Pointing out continuities is often a crypto-strategy for dismissing a
question: same old, same shit, etc. That's not my point at all. There's
no question that our ability to operate 'at scale' can reach a point
that threatens the viability of the planet. The question is whether we
*have already done so* — and it's mainly a question because a suspect
set of actors benefit from a feedback loop in which they pay out some of
their profits to promote 'questions' about the effects of their revenues
sources — a FAKE question, basically.
But, even so, I think we need to step away from all this talk about
*topias: utopia, dystopia, etc. Better to focus on the 'topes'
themselves than the evaluative prefixes. It's also helpful because doing
so gives us a more solid ground to think about what's going on.

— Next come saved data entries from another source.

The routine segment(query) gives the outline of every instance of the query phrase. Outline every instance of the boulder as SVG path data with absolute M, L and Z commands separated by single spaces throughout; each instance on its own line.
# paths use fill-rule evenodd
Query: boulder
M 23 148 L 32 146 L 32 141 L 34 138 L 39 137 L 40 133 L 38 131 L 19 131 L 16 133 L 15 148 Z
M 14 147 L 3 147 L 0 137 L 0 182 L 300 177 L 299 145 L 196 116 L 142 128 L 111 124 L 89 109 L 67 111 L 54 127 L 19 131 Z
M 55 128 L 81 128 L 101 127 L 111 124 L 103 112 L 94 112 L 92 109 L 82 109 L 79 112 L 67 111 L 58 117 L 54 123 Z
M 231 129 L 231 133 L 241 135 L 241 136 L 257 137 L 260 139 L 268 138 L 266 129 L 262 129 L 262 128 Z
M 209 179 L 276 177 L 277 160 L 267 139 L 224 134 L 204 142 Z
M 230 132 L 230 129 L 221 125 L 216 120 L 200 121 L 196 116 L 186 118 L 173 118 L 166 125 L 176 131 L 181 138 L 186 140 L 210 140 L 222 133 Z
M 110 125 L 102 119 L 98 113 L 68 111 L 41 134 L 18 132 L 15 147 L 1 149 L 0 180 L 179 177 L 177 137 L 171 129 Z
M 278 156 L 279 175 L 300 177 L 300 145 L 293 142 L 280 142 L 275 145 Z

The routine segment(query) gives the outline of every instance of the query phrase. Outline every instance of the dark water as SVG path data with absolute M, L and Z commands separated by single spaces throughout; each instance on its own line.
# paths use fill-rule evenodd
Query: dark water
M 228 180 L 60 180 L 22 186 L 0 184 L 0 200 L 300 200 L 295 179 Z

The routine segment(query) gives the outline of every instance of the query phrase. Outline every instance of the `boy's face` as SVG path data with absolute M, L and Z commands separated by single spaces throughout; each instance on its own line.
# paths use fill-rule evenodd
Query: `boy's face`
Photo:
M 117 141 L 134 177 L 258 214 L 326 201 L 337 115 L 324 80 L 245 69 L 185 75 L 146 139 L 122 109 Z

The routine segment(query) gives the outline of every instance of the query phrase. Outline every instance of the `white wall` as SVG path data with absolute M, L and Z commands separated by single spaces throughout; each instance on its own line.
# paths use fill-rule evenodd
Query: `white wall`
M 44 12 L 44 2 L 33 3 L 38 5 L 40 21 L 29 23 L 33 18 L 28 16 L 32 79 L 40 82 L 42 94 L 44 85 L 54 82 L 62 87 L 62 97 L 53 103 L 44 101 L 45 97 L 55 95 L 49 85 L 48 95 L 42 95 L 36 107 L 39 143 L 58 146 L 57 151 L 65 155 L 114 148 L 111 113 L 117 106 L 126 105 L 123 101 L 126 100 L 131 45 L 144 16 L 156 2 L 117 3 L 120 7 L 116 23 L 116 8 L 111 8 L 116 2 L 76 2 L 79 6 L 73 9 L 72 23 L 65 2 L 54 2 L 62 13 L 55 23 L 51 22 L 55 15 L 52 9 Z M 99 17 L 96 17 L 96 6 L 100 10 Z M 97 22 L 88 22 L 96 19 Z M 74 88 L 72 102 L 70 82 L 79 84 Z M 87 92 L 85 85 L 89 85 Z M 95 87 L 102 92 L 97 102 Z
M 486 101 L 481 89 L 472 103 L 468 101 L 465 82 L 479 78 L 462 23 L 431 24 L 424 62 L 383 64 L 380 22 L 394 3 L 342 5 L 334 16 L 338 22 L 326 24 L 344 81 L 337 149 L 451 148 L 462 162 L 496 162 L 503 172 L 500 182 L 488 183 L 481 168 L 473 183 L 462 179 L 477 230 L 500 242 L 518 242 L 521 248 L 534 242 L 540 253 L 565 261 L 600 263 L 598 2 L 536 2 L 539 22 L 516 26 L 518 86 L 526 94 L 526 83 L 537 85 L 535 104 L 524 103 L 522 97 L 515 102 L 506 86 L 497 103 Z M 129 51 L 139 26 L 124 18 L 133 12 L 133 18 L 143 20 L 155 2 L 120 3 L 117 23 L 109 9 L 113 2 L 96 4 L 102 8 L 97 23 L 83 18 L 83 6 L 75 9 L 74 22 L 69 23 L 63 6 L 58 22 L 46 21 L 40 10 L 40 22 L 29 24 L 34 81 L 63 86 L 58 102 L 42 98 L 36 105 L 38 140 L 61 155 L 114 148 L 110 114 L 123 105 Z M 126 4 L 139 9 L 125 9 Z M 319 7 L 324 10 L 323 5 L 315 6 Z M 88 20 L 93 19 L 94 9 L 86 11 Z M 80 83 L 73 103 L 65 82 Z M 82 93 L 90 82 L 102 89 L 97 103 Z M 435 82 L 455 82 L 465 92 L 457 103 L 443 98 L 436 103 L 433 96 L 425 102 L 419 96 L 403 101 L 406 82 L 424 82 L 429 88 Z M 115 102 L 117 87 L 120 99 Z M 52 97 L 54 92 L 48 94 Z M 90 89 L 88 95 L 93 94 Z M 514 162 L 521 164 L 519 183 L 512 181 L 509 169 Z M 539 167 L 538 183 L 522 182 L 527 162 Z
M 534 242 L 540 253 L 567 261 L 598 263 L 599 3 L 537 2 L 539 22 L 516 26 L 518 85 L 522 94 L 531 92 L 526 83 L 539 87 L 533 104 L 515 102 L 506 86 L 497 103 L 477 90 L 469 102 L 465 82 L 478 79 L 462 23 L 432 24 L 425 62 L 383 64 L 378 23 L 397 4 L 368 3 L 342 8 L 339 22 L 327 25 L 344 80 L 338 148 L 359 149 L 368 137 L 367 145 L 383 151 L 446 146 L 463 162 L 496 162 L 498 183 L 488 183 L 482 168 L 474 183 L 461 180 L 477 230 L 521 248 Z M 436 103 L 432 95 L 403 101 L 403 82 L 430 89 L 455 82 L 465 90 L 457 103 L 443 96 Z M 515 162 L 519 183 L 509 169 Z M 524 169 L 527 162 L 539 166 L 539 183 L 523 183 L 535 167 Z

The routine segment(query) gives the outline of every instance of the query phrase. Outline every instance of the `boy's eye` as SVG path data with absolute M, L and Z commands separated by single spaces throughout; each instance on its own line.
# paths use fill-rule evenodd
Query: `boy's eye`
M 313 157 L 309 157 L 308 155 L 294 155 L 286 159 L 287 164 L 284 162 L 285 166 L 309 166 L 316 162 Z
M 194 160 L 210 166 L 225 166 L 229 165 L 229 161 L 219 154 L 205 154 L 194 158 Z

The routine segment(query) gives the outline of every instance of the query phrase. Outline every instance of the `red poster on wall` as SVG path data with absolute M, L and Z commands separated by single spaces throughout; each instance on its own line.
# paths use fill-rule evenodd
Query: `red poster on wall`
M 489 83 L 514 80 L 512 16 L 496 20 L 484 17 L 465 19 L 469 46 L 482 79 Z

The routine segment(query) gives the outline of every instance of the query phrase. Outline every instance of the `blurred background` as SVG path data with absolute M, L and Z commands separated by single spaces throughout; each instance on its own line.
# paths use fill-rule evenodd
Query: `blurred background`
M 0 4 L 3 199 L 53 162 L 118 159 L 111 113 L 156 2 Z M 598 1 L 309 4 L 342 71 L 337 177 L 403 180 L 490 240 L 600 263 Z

But it's
also tricky because it tends to disaggregate these activities and imply
that some of them might be necessary or even beneficial.
Cheers
Ted
On 26 Mar 2018, at 9:59, Felix Stalder wrote:
The drive towards geo-engineering is gather pace. It's hard to see
this
as anything but dystopic. A kind of autonomous vehicle problem wright
large. And this problem goes like this: If the system detects two bads
(e.g. driving over an pedestrian or steering the car into a wall)
which
one does it take? Now, if we change the weather patterns, whose
weather
should improve? OK, it's not a zero-sum game like in the car accident
situation, but I doubt that this is an unambiguous win-win either.